通过指针&通过引用传递

问题描述

可能的重复:
指针变量和指针变量有什么区别C++中的引用变量?
路过有好处吗在 C++ 中通过引用传递指针?

在这两种情况下，我都达到了结果.那么什么时候一个比另一个更受欢迎呢?我们使用一个而不是另一个的原因是什么?

In both cases, I achieved the result. So when is one preferred over the other?
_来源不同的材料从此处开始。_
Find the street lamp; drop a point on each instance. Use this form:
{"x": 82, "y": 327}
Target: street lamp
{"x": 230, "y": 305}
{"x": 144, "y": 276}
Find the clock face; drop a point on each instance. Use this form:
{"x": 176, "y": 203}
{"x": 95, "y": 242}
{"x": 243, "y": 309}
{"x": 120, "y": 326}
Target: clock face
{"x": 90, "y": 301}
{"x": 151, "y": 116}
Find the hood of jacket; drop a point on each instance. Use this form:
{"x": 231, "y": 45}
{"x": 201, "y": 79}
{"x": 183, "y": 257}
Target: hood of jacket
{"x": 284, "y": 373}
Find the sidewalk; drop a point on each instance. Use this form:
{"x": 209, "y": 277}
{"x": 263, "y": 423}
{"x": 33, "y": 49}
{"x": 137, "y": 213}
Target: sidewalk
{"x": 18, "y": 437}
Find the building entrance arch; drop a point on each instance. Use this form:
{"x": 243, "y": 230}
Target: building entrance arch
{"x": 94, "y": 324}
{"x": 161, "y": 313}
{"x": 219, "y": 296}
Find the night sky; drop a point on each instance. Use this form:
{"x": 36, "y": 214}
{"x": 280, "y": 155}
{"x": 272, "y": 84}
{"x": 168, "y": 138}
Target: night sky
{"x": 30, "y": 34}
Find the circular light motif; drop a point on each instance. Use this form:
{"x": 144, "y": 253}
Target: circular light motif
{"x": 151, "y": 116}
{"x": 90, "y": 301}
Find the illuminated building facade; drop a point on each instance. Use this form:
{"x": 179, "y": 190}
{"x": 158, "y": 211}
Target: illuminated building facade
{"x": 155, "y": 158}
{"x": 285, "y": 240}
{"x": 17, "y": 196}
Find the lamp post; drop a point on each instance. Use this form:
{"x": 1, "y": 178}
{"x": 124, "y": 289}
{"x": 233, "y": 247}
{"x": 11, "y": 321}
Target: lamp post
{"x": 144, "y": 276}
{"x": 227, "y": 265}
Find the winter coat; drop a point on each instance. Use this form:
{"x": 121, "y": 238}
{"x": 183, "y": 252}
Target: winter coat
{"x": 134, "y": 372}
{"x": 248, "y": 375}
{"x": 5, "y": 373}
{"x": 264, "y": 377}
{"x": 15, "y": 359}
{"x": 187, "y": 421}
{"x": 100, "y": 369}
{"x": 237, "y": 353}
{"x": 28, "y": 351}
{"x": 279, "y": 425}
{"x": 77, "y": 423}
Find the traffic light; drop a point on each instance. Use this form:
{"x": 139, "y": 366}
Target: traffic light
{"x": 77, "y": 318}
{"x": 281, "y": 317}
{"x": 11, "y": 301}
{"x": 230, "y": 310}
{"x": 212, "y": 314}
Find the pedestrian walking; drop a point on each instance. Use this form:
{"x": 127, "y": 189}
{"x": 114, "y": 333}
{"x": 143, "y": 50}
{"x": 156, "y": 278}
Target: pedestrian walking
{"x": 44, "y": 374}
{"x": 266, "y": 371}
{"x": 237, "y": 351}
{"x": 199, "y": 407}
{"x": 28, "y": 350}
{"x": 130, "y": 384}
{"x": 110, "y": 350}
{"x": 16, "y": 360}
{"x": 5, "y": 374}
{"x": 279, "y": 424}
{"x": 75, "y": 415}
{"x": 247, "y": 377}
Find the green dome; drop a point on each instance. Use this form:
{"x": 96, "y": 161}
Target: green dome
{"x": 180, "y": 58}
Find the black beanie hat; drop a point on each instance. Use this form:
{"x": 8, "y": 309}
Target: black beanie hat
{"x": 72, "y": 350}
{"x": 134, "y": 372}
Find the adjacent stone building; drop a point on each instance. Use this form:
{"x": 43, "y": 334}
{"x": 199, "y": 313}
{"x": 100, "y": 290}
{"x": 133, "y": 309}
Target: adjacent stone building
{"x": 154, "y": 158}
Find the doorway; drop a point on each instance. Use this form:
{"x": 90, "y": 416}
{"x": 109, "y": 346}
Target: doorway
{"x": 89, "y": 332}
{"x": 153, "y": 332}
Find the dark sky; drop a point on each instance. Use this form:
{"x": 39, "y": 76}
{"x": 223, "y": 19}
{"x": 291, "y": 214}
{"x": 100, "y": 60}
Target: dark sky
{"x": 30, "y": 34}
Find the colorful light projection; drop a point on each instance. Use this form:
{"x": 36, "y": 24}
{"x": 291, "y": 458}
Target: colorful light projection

What are the reasons we use one over the other?

#include <iostream>
using namespace std;
void swap(int* x, int* y)
{
    int z = *x;
    *x=*y;
    *y=z;
}
void swap(int& x, int& y)
{
    int z = x;
    x=y;
    y=z;
}

int main()
{
    int a = 45;
    int b = 35;
    cout<<"Before Swap
";
    cout<<"a="<<a<<" b="<<b<<"
";

    swap(&a,&b);
    cout<<"After Swap with pass by pointer
";
    cout<<"a="<<a<<" b="<<b<<"
";

    swap(a,b);
    cout<<"After Swap with pass by reference
";
    cout<<"a="<<a<<" b="<<b<<"
";
}

输出

Before Swap
a=45 b=35
After Swap with pass by pointer
a=35 b=45

After Swap with pass by reference
a=45 b=35

推荐答案

引用在语义上如下:

T&<=>*(T * const)

const T&<=>*(T const * const)

T&&<=>[无 C 等价物] (C++11)

与其他答案一样，C++ 常见问题解答中的以下内容是单行答案:可能时引用，需要时使用指针.

As with other answers, the following from the C++ FAQ is the one-line answer: references when possible, pointers when needed.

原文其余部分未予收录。